行定勲監督、二階堂ふみの熱量受け止めた「リバーズ・エッジ」は「今をどう生き延びるかがテーマ」
2018年10月31日 21:45

[映画.com ニュース] 第31回東京国際映画祭の「Japan Now」部門で、行定勲監督が10月31日、「リバーズ・エッジ」のTOHOシネマズ六本木ヒルズでの上映後にトークショーを行った。
1993~94年に「CUTiE」で連載された岡崎京子さんの同名漫画が原作。行定監督も助監督だった20代前半の頃に読み、「自分自身に突き付けられたというか、DNAレベルで刷り込まれていた」というほどの衝撃を受けたという。
生きる意味を見いだせずに抑圧された日々を送る高校生たちが、川原に捨てられた死体という秘密を共有することで解き放たれていく異色の青春群像劇。原作が出版された当時は助監督で、「先輩の監督たちがこぞって映画にしたいと言っていた。僕は笑いながら、(心の中で)愚かだな、(原作を)超えられるはずがないじゃん、と思っていた」と振り返った。

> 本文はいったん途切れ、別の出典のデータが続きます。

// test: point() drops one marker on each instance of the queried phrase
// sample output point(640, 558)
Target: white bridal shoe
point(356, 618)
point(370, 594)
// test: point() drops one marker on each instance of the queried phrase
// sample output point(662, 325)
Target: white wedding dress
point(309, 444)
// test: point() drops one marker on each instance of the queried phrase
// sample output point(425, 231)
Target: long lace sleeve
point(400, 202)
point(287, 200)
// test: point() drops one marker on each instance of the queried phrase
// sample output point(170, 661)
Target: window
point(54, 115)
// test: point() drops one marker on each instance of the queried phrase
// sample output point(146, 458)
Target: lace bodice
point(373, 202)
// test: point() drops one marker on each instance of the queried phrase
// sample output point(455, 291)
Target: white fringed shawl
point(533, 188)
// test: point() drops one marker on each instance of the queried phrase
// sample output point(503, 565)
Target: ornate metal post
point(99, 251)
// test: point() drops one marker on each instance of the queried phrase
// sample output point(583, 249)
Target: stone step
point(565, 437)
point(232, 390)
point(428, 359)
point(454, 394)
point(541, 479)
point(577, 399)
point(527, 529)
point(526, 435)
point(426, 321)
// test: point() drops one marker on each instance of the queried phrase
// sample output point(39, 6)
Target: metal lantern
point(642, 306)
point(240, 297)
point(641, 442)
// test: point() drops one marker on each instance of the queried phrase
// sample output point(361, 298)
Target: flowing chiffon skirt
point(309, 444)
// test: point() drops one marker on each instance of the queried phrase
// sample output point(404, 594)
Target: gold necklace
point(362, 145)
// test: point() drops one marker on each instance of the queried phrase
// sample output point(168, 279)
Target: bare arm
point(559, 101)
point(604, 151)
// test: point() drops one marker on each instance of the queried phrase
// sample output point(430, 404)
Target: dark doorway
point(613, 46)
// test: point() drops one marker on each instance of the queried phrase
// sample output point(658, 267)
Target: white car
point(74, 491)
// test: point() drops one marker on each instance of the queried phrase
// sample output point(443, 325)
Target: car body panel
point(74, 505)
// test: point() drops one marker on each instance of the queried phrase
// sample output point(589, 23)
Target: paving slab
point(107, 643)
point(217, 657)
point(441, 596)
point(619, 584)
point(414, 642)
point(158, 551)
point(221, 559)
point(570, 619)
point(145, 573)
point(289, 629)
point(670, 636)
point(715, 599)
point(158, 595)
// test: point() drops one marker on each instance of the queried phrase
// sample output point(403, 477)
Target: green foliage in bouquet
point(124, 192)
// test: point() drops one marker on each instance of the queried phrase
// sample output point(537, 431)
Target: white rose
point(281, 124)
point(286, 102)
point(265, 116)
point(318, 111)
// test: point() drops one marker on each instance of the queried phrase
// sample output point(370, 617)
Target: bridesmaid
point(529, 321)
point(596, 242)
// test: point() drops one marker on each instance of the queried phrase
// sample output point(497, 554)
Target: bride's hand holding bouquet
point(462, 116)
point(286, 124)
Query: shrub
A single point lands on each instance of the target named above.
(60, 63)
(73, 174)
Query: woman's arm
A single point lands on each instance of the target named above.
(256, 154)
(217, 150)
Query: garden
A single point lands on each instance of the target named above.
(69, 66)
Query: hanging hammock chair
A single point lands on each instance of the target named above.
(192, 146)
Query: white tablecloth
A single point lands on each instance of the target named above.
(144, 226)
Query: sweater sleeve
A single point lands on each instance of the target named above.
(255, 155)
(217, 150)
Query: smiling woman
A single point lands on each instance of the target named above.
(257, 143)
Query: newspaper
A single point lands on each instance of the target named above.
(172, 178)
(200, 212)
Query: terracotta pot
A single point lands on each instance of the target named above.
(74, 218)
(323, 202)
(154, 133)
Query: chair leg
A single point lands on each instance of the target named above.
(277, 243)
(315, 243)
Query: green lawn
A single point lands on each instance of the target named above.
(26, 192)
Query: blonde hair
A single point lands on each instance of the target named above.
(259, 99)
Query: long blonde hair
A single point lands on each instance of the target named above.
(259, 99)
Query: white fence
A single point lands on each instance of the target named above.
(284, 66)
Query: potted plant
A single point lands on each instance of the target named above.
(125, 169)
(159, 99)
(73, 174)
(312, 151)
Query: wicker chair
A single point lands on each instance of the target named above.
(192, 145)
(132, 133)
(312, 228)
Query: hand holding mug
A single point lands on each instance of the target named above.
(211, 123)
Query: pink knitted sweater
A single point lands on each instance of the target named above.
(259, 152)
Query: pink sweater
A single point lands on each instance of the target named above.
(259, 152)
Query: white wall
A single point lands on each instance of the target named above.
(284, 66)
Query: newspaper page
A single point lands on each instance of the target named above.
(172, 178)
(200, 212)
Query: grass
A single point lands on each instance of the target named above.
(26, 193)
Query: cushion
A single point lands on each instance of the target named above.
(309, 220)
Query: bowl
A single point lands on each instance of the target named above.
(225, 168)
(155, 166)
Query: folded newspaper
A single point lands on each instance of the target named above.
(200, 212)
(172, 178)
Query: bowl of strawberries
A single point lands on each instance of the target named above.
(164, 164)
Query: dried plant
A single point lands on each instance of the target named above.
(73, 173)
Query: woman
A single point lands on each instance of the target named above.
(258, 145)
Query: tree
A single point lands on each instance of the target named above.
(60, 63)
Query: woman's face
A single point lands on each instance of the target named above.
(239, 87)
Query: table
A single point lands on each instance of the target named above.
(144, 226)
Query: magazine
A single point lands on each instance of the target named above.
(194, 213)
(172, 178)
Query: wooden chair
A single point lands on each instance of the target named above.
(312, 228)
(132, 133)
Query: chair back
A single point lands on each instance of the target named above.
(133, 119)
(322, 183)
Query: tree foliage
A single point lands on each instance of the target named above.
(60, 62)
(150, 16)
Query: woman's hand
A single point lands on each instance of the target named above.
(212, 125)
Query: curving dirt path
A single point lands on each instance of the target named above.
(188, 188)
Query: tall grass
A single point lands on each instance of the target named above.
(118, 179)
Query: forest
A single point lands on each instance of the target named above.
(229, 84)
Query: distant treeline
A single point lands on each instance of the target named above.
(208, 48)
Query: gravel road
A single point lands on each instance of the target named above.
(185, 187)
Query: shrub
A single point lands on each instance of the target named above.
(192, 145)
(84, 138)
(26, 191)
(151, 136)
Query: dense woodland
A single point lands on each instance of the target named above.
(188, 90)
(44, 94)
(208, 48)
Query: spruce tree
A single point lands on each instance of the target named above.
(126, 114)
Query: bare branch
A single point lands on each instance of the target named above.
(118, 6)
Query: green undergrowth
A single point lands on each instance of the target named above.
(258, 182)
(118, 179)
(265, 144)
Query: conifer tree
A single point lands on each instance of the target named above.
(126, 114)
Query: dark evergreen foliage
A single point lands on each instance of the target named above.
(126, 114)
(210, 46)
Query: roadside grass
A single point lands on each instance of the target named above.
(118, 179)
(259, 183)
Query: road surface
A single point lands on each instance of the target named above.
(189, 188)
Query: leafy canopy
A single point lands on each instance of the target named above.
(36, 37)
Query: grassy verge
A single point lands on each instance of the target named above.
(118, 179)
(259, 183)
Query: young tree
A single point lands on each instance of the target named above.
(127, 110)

20年以上を経てその役割が回ってきたが、きっかけは主演の二階堂ふみ。「彼女がやりたいと言って、僕にオファーがあったけれどイヤだった。漫画(の映画化)はやらないと公言していたけれど、彼女にそれを超える熱量が感じられた。映画人の先輩として断るのもどうかと思い、彼女の気持ちを受け止める形でスタートした」と明かした。

劇中にはストーリーとは別に二階堂をはじめ吉沢亮、SUMIREら出演者へのインタビュー映像を随所に挿入。「今を生きている俳優たちが、四半世紀近く前の原作の何に共鳴しているのかが知りたくてアドリブ的に始めた。彼らにはキャラクターだけやっていればいいわけではないと言っておいたし、抜き打ち的にやったから役者はずっとおびえていましたよ。群像にコラージュする形で意外とうまく入れ込めたと思う」と説明した。
撮影では原作の舞台である90年代を意識したそうで、「原作が出版された後に阪神大震災、地下鉄サリン事件があって、想像しない形で日常の中に死が入ってきた。その中で(撮影用の)死体と向き合った時に、20代では想像が及ばなかったものが50歳近くになって分かったような実感が持てた」と述懐。そして、「自分たちが今の時代をどう生き延びるかというのがテーマ。死を描いたのではなく、生を描くための対比として死体が横たわっている方が明確になった」と言葉に力を込めた。
第31回東京国際映画祭は、11月3日まで開催される。